Überlaufen eines vorgewählten Kanals

Diese Erscheinung tritt unter Umständen bei mangelnder Übereinstimmung von Kanal- und Schleiferstellung (siehe vorhergehenden Absatz) ein, die durch die Versetzung des Überbrüdkungsschalters auch die Unterbrechung des Kanalvorwahlkontaktes überbrückt. Ferner kann bei Umschaltung auf UHF das Überlaufen aufgrund der Schwungmasse und mangelnder Bremswirkung eintreten. Hiergegen kann man sich durch Einsetzen eines Leerkanalstreifens in Kanal 12 (UHF) der Trommel schützen, da normalerweise die Spulenstreifen beim Gleiten über die Kontakte genügend abbremsen. Auch eine Gummi-Unterlagscheibe geeigneter Größe und Stärke, aufgeschnitten und zwischen Anker und oberes Lager geschoben, bremst den Antrieb — falls erforderlich — genügend ab.
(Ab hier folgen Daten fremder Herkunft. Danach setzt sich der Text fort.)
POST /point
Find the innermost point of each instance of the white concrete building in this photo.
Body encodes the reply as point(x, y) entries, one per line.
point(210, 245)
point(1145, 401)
Auslösen der Thermo-Sicherung

Die Geräte der Serie FT 216 haben eine Thermo-Sicherung. Sie soll den Motor vor unzulässiger Überlastung schützen und spricht normalerweise erst bei etwa 4 Minuten Dauerbetrieb an. Löst sie einmal ohne Überlastung infolge nicht einwandfreier Lötbrücke aus, so sollte sie in jedem Fall durch eine neue Sicherung und nicht durch eine einfache Behelfsbrücke ersetzt werden.

Justieren der Kontakte

Kontaktschwierigkeiten können ganz vereinzelt durch die Vorwahlscheibe entstehen, wenn die Einstellschrauben in ihrer anfangs der Serie verwandten Länge zu knapp bemessen sind. In diesem Fall kann man die 4 Gewindestücke, an denen die Platte mit den Einstellschrauben befestigt wird, mit einer entsprechenden Feile in ihrer Stärke um etwa ½ mm verringern. Danach heben die Einstellschrauben die Kontaktfedern wieder genügend an. Einfacher ist es natürlich — falls vorhanden —, die Platte gegen eine neue auszutauschen.

Das richtige Arbeiten der Federsätze für Überbrückungsschalter, Ton- und Automatiksperre sowie UHF-/VHFUmschaltung ist gegebenenfalls zu überprüfen und — wenn nötig — vorsichtig nachzujustieren. Dies kann bei Montageeingriffen durchaus einmal notwendig sein.
Wie bei allen Schaltern kann bei starker Verschmutzung und Oxydation eine Reinigung der Kontakte erforderlich werden. Hierfür darf nur ein einwandfreies, neutrales Reinigungsmittel verwendet werden. Anschließend sind die Kontakte mit einem säurefreien Fettüberzug zu schützen. Diese Arbeit kann durchaus auch bei den Kontakten der Spulenstreifen erforderlich werden.